MENTIONED in the Irish Post earlier this year as one of Ireland’s Soundtrack for 2025, Donegal alt.folk singer-songwriter Ramper (aka Declan McClafferty) is quick off the mark to release his debut solo album, Loner.

While there might be a correlation between McClafferty and the album title, his songs are inclusive, based as they are on a Gaelic language life lived before the Internet came along to upset the proverbial applecart.

Loner by Ramper

As is the norm with nicely skewed folk songs, there are hints of genuine melancholy here, but the mood is enhanced by the blend of instrumentation, which ranges from pedal steel guitars, a piano that needs fine tuning, and synthesisers that are programmed to perfection.

SPEAKING of perfection… Good things are happening for North Kerry singer-songwriter Lorraine Nash, whose 2023 debut album, All That I Can Be, is on the receiving end of a deluxe reissue campaign.

All That I Can Be by Lorraine Nash

The reason for such a leg-up is Nash’s ‘star’, which is rising into the air – not yet stratospheric but certainly above the clouds. It makes sense that her debut (which, unlike her current status, flew very much under the radar when it was first released) is once again being pushed – Nash’s songs find the sweet spot between traditional and folk in a way that very much works in her favour.

If you’re looking for quality reference points, think of a special blend of traditional singer Muireann Nic Amhlaoibh and folk/Americana songwriters such as Laura Marling and Gillian Welch. Readers can see/hear Nash on Hothouse Flowers’ forthcoming tour of the UK (from June 6th-14th). Lucky you.

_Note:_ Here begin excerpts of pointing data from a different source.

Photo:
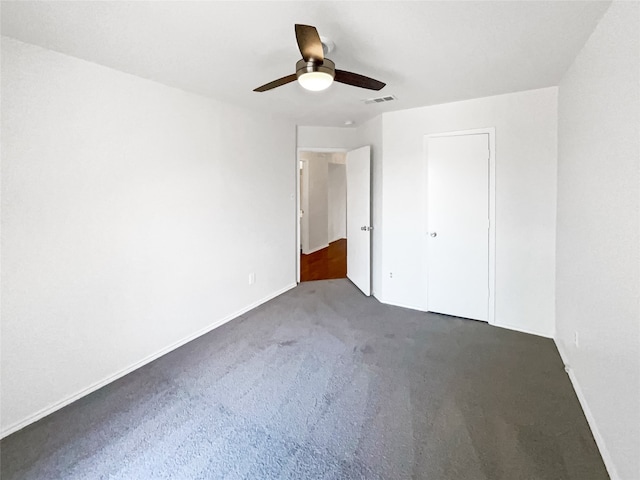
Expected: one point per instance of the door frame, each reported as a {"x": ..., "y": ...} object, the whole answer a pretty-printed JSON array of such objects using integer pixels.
[
  {"x": 298, "y": 199},
  {"x": 491, "y": 131}
]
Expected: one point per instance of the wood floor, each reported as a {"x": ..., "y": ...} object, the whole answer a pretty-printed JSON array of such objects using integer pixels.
[{"x": 330, "y": 262}]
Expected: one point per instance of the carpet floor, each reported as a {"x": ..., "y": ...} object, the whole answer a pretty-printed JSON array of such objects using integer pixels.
[{"x": 324, "y": 383}]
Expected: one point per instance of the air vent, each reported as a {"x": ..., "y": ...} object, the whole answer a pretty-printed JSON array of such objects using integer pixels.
[{"x": 386, "y": 98}]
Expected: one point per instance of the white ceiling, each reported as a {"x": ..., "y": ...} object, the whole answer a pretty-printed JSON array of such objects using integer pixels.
[{"x": 427, "y": 52}]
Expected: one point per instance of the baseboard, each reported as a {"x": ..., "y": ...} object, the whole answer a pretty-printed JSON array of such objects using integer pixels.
[
  {"x": 314, "y": 250},
  {"x": 57, "y": 406},
  {"x": 604, "y": 452},
  {"x": 522, "y": 330},
  {"x": 401, "y": 305}
]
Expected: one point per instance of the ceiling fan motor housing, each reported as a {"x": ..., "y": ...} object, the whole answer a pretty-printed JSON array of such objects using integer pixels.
[{"x": 327, "y": 66}]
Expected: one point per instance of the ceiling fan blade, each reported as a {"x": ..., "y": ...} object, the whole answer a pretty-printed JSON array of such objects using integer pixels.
[
  {"x": 358, "y": 80},
  {"x": 277, "y": 83},
  {"x": 309, "y": 43}
]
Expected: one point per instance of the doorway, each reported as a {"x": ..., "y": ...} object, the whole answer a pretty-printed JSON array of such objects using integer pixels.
[
  {"x": 323, "y": 214},
  {"x": 341, "y": 246},
  {"x": 461, "y": 226}
]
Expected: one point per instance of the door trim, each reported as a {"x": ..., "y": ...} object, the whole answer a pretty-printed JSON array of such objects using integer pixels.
[
  {"x": 491, "y": 131},
  {"x": 298, "y": 199}
]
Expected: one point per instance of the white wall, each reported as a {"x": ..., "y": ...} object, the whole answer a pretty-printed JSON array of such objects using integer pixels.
[
  {"x": 337, "y": 198},
  {"x": 132, "y": 215},
  {"x": 327, "y": 137},
  {"x": 598, "y": 245},
  {"x": 526, "y": 127}
]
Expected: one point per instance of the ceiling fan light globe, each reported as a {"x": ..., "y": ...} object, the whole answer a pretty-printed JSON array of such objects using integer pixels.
[{"x": 315, "y": 81}]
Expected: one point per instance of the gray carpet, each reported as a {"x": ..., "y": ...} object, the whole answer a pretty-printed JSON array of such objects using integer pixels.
[{"x": 324, "y": 383}]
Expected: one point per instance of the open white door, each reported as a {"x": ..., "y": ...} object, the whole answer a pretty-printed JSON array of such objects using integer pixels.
[
  {"x": 359, "y": 218},
  {"x": 458, "y": 216}
]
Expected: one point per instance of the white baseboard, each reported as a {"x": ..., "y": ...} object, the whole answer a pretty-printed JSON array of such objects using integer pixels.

“IT’S HARD to believe that people will finally get to hear what we’ve been working on the past three years,” say (collectively) Dublin-based alt.rock/pop band Drying Weather.

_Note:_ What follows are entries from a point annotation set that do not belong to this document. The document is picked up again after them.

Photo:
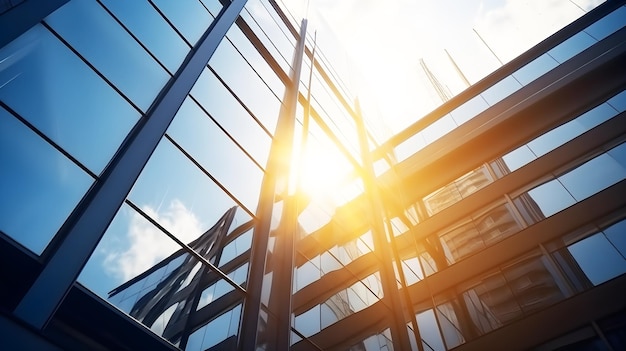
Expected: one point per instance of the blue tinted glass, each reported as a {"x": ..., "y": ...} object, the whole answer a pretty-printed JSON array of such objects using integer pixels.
[
  {"x": 188, "y": 16},
  {"x": 152, "y": 30},
  {"x": 208, "y": 144},
  {"x": 217, "y": 330},
  {"x": 469, "y": 110},
  {"x": 500, "y": 90},
  {"x": 229, "y": 113},
  {"x": 571, "y": 47},
  {"x": 247, "y": 84},
  {"x": 175, "y": 193},
  {"x": 618, "y": 153},
  {"x": 617, "y": 235},
  {"x": 75, "y": 108},
  {"x": 598, "y": 258},
  {"x": 535, "y": 69},
  {"x": 247, "y": 49},
  {"x": 556, "y": 137},
  {"x": 518, "y": 157},
  {"x": 551, "y": 197},
  {"x": 214, "y": 6},
  {"x": 106, "y": 45},
  {"x": 596, "y": 116},
  {"x": 593, "y": 176},
  {"x": 619, "y": 101},
  {"x": 130, "y": 246},
  {"x": 608, "y": 25},
  {"x": 39, "y": 186}
]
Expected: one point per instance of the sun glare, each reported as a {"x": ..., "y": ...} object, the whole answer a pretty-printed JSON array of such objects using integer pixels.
[{"x": 322, "y": 171}]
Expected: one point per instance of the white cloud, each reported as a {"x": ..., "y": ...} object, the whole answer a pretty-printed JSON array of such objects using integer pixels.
[
  {"x": 147, "y": 245},
  {"x": 386, "y": 39}
]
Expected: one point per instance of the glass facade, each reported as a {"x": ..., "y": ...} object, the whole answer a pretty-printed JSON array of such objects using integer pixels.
[{"x": 196, "y": 175}]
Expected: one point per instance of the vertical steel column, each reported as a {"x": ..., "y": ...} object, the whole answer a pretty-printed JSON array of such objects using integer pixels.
[
  {"x": 399, "y": 332},
  {"x": 89, "y": 222},
  {"x": 276, "y": 177}
]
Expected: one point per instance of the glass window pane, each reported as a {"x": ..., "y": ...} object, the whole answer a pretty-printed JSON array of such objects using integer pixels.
[
  {"x": 75, "y": 108},
  {"x": 175, "y": 193},
  {"x": 152, "y": 30},
  {"x": 535, "y": 69},
  {"x": 617, "y": 236},
  {"x": 429, "y": 330},
  {"x": 39, "y": 186},
  {"x": 219, "y": 155},
  {"x": 618, "y": 154},
  {"x": 598, "y": 258},
  {"x": 551, "y": 197},
  {"x": 571, "y": 47},
  {"x": 593, "y": 176},
  {"x": 409, "y": 147},
  {"x": 518, "y": 158},
  {"x": 619, "y": 101},
  {"x": 188, "y": 16},
  {"x": 231, "y": 115},
  {"x": 308, "y": 323},
  {"x": 215, "y": 331},
  {"x": 608, "y": 25},
  {"x": 438, "y": 129},
  {"x": 249, "y": 87},
  {"x": 500, "y": 90},
  {"x": 104, "y": 43}
]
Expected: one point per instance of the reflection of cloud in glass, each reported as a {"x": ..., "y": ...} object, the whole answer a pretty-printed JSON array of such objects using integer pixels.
[{"x": 147, "y": 244}]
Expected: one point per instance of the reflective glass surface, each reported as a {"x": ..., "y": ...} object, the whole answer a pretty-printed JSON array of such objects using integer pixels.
[
  {"x": 92, "y": 32},
  {"x": 190, "y": 17},
  {"x": 247, "y": 84},
  {"x": 232, "y": 116},
  {"x": 39, "y": 186},
  {"x": 179, "y": 196},
  {"x": 215, "y": 331},
  {"x": 219, "y": 155},
  {"x": 75, "y": 107},
  {"x": 142, "y": 19},
  {"x": 598, "y": 258}
]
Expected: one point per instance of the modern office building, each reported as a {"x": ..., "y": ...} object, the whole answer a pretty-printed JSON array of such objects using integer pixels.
[{"x": 155, "y": 194}]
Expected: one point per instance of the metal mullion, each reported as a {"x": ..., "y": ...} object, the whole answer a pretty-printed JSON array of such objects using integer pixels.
[
  {"x": 278, "y": 167},
  {"x": 86, "y": 226},
  {"x": 388, "y": 281}
]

A Family Meal by Drying Weather

The band has been together for six years, the past four of which have been spent recording/releasing singles and gigging as much as they can. Time is a terrible thing when you’re counting down the seconds, minutes and hours, but A Family Meal is worth the wait.

There’s a little of Fontaines DC and other similar-generation bands here (Museum, Boomer, Hyperfolly) and a very pleasant pop sensibility throughout (notably Letter Space Number, a song that Crowded House would be proud of if they had written it) but not at the expense of hiding their individuality. Tuck in – and mind your manners!

BELFAST-BASED folk singer-songwriter Joshua Burnside has a reputation for excellence. In his mid-30s, he started performing (notably, at least) in his early 20s, never taking the easy way out when it came to songwriting.

His influences lay at the intersection of Americana, world music, electronica, and a certain undefinable style that threatens to trip into a pit of inattentive experimentation but pulls back just in time.

Joshua Burnside has released new music this month

His new album, Teeth of Time, sometimes teeters on the brink of being placed in the ‘An Acquired Taste’ box but delve into the songs and you’ll find Burnside’s intent to be as commonly decent as you could hope for. The personal and the political merge, also, ensuring Burnside’s standing as an imaginative lyricist remains intact.

THERE are just as imaginative song narratives by Irish-born, Brighton resident Melojann on her new album, Status. The songwriter/singer/producer (and self-director of her music videos) strikes up intriguing conversations not just about what she describes as “late-capitalist dystopia” but also the technology that permeates our lives.

There is, she writes in the album notes, “an important conversation to be had around the fact that our culture is controlled by billionaires.”

Her songs go some way to creating a soundscape for such discussion. This is key to the album’s overall success: the 11-track work (which also includes three short ambient ‘interludes’ that may or may not take your fancy) features song styles that stroll from sprightly pop (Secrets, Translate Me, and Data Ghost could be Madonna songs) to finely-tuned electro-pop (Rainbow Language Is for Losers, Broke, and Positive).

Status by Meljoann

In a parallel universe, these songs would be played off the radio. The conversation isn’t all despair, either.

Yes, says Meljoann, the album describes scenarios “in which Big Tech and Big Data hold our fates in their ghoulish hands” but they also offer suggestions in how people can unshackle themselves by returning to grassroots community networks, and by “building on open tech and anarchist principles of dual power and mutual aid.”

Frankly, if the soundtrack to this is as good as what’s on here, bring on the upheaval.